Putting all this together, could we be mostly carbon-free in the United States by 2050?

It’s ambitious but it’s possible. The cleanest form of nuclear power is the sun. The amount of energy hitting Earth is more than 10,000 times what we need. If we achieve even 1 percent efficiency at low cost and we can store the energy, we’ll have enough for nine and a half billion people without polluting the world. The laws of physics say it’s possible. We don’t have to invent something better than the sun. It’s the sun that gives us solar, hydro, the wind, and the waves.

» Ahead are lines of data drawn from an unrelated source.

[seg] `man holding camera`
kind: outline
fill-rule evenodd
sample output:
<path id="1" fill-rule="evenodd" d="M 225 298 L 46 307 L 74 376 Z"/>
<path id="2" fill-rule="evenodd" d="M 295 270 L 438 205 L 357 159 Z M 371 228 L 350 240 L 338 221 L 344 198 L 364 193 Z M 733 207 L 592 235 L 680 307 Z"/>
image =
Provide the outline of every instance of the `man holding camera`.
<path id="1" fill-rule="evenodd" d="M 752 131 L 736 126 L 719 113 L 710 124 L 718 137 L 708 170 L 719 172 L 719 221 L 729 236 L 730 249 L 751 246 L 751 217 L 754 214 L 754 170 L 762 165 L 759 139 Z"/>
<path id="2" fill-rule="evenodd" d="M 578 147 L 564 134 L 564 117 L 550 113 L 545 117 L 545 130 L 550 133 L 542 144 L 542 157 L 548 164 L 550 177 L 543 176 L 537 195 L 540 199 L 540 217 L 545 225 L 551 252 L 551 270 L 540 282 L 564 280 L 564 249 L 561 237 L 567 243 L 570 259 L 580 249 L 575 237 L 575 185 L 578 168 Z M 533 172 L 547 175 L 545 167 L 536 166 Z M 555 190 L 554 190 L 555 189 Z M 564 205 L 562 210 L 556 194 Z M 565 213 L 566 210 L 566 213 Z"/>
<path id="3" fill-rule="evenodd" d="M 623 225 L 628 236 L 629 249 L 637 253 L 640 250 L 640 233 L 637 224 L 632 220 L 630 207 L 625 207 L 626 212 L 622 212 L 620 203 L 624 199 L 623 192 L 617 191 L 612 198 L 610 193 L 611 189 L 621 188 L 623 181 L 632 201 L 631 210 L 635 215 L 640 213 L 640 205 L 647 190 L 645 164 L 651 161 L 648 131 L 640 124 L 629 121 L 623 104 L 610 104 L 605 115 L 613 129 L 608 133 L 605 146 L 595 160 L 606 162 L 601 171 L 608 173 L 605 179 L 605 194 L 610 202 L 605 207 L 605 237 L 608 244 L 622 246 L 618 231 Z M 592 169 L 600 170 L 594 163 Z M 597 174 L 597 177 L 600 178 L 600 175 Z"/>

This would be a better use 
of the sun than we’ve managed so far.

The sun has been storing fossil fuels for hundreds of millions of years and we’re using them up in hundreds of years, so that’s a problem. Think back to the mid-1800s, when the United States was the leader in the whaling industry. Whale oil was a very clean oil, and when burned, it gave a very bright, white light. It was highly treasured, so what did they do? They depleted the local whales and had to go farther and farther out, so pretty soon our whaling ships were going all around the globe. And occasionally you got some angry whales. Moby-Dick was actually fashioned after a true story of a sperm whale attacking boats and sinking them. But really, you had an unsustainable industry going into deeper waters, going into more danger, until the entire thing was depleted.

The analogy to our current problems is pretty clear.

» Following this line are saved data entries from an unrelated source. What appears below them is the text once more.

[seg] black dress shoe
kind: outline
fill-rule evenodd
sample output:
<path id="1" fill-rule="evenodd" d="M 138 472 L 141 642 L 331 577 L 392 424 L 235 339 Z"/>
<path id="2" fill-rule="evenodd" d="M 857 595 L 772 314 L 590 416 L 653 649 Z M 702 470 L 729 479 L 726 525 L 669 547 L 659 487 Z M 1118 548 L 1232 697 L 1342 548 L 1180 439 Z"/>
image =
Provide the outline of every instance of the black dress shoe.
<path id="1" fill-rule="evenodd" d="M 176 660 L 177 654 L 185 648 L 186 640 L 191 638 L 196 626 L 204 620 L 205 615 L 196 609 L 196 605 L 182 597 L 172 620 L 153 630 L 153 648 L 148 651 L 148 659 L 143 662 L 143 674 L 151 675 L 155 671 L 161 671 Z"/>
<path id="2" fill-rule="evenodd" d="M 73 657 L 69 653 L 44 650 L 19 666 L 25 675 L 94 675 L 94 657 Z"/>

Except the stakes are a heck of a lot bigger now. You can listen to the string quartet on the Titanic and enjoy the last glass of champagne, or you can fix this problem. There’s an old expression from Winston Churchill that “America invariably does the right thing after exhausting all other possibilities.” We don’t have time for that anymore. What are you going to say to your kids and grandkids? “I’m sorry; you will be poorer and have less opportunity than I did. You will live in a world that is far more polluted than the world I was born into.” Come on. There’s no zero-sum game here. It’s just like the green revolution or the Industrial Revolution: In developed countries, these gave everyone better lives. There’s no law of physics that says the whole society can’t benefit.